Chabahar has seen limited operations since 2019, a result of U.S. restrictions imposed on Iran’s energy exports. The port handled a mere 123 vessels with 1.8 million tons of bulk and general cargo from February 2019 to January 2021, well below its operating capacity, according to reports.
That’s set to change. New Delhi ultimately aims to link Chabahar to its International North-South Transport Corridor (INSTC), a project initially proposed by India, Russia, and Iran in 2000 and later joined by 10 other Central Asian nations.
Some see the INSTC as a less-monied rival to China’s BRI, which has invested heavily in Pakistan’s road, power and trade infrastructure, including huge multi-billion-dollar investments at Gwadar port.

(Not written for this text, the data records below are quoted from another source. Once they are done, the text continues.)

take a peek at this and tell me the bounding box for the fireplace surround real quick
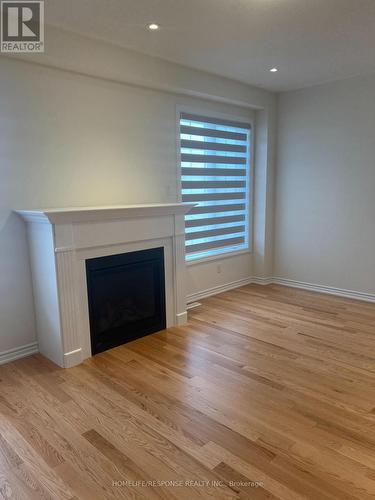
[17,203,194,367]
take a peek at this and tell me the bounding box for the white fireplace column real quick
[16,204,194,368]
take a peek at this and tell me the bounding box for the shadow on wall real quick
[0,211,36,352]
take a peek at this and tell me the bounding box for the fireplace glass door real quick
[86,247,166,354]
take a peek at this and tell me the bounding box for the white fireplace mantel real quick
[16,203,194,368]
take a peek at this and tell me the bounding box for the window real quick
[179,112,251,261]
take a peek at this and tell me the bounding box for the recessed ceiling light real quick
[270,67,278,73]
[148,23,159,30]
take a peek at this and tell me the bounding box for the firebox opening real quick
[86,247,166,355]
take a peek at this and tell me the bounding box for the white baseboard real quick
[272,277,375,303]
[188,275,375,305]
[0,341,39,365]
[251,276,274,285]
[187,277,253,303]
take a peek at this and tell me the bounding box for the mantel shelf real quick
[15,203,195,224]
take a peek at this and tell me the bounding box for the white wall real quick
[275,73,375,294]
[0,28,276,353]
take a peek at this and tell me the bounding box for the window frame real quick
[176,105,255,265]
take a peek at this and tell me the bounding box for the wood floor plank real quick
[1,284,375,499]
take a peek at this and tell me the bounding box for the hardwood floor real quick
[1,284,375,499]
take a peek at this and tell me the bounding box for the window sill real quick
[185,247,252,266]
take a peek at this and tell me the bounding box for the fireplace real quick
[17,203,194,367]
[86,247,166,354]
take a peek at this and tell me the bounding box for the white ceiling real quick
[46,0,375,92]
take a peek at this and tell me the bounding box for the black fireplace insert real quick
[86,247,166,355]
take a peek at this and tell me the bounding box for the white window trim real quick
[176,104,255,265]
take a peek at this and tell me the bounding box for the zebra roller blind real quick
[180,112,251,261]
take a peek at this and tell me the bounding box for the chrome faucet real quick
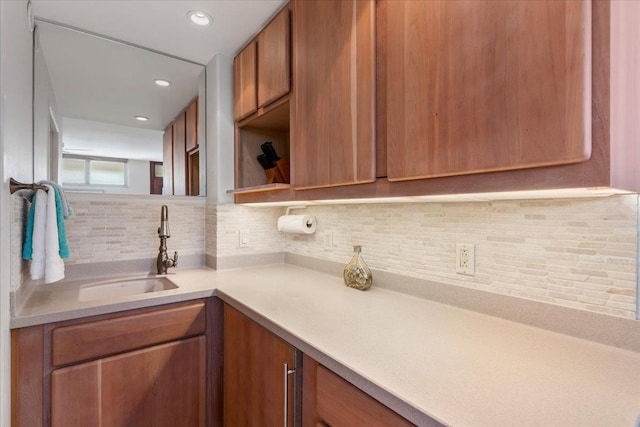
[157,205,178,274]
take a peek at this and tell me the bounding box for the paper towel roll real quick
[277,215,317,234]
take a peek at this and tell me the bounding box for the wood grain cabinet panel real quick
[162,127,173,195]
[223,305,297,426]
[12,300,215,427]
[51,336,206,427]
[258,8,290,108]
[52,302,206,366]
[383,0,591,181]
[173,112,187,195]
[303,355,414,427]
[234,42,258,121]
[292,0,376,189]
[186,99,198,152]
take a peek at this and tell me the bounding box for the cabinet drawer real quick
[52,302,206,366]
[315,364,414,427]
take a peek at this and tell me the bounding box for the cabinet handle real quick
[283,363,296,427]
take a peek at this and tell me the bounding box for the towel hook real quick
[9,178,48,194]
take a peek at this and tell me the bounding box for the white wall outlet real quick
[323,231,333,251]
[239,229,249,248]
[456,243,475,276]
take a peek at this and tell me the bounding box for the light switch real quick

INSTC envisions a 7,200 kilometer-long, multimode network comprised of shipping, rail, and road links connecting India’s Mumbai with Europe via Moscow and Central Asia. Initial estimates suggest INSTC could cut current carriage costs by about 30% and travel times by half.
Iran has already started working on a 600-kilometer-long railway line connecting Chabahar port to Zahedan, the provincial capital of Sistan-Baluchestan province close to the Afghan border.

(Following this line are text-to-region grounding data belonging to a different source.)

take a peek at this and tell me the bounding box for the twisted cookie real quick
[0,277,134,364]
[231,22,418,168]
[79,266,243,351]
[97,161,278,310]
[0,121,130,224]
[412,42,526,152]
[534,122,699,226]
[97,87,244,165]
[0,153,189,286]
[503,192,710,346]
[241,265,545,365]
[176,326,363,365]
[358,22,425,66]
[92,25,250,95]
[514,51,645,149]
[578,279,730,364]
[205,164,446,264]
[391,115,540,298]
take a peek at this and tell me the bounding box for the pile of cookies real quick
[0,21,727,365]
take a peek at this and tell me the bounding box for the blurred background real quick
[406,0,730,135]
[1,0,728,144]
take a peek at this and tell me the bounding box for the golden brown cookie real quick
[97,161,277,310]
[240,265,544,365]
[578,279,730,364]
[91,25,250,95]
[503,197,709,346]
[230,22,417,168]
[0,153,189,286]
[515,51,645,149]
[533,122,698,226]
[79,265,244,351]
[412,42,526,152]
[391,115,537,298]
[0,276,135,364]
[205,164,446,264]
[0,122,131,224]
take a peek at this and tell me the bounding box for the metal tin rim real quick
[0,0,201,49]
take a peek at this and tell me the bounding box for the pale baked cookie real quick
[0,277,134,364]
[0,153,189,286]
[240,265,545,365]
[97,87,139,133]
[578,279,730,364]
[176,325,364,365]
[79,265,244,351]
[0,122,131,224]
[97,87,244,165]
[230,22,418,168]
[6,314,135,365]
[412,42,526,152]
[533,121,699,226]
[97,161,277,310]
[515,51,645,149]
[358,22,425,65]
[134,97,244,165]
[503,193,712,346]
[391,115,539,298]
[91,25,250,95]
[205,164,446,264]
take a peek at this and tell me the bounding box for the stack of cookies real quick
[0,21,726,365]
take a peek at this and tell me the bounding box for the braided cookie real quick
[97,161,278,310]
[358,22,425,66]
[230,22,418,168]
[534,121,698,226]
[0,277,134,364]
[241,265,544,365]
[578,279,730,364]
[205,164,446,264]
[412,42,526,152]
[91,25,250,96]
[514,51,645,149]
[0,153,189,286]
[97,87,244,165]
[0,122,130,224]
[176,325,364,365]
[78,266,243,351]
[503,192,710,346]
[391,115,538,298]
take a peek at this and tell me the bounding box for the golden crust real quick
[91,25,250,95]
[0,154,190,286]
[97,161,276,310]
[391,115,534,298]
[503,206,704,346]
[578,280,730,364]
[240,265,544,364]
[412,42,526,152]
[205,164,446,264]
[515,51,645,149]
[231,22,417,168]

Chabahar oceanic port consists of Shahid Kalantari and Shahid Beheshti terminals, each of which has five berth facilities. The port is located in Iran’s Sistan-Balouchestan Province and is about 120 kilometers southwest of Pakistan’s Baluchistan province, where the China-funded Gwadar port is situated.
In May 2016, India, Iran, and Afghanistan signed a trilateral agreement for the strategically-located Chabahar to give New Delhi access to Kabul and Central Asia.
The original plan committed at least $21 billion to the so-called Chabahar–Hajigak corridor, which then included $85 million for Chabahar port development, a $150 million credit line to Iran, an $8 billion India-Iran MOU for Indian industrial investment in a Chabahar special economic zone, and $11 billion for the Hajigak iron and steel mining project awarded to seven Indian companies in central Afghanistan.
Hajigak is the best known and largest iron oxide deposit in Afghanistan. It is located near the Hajigak Pass, with its area divided between Maidan Wardak and Bamyan provinces.
Unlike Chabahar, which is designed more to serve the economic and trade interests of the wider region, Gwadar is more tilted toward Beijing’s ambitions, analysts and traders say.
Riaz Haq, founder and president of PakAlumni Worldwide, a global social network for Pakistanis, wrote in a recent blog that “China is looking to build and use Gwadar in Pakistan as Hong Kong West to serve as a superhighway for China’s trade expansion in [the] Middle East (West Asia), Africa and Europe.”
Gwadar port’s planned capacity will accommodate a massive 300 to 400 million tons of cargo annually, comparable to the combined annual capacity of all Indian ports. It also dwarfs the 10-12 million tons of cargo handling capacity now planned for Chabahar.
In another comparison, the largest U.S. port at Long Beach, California, handles 80 million tons of cargo, about a quarter of what Gwadar could handle upon completion of a project that is designed largely to receive and move China’s trade.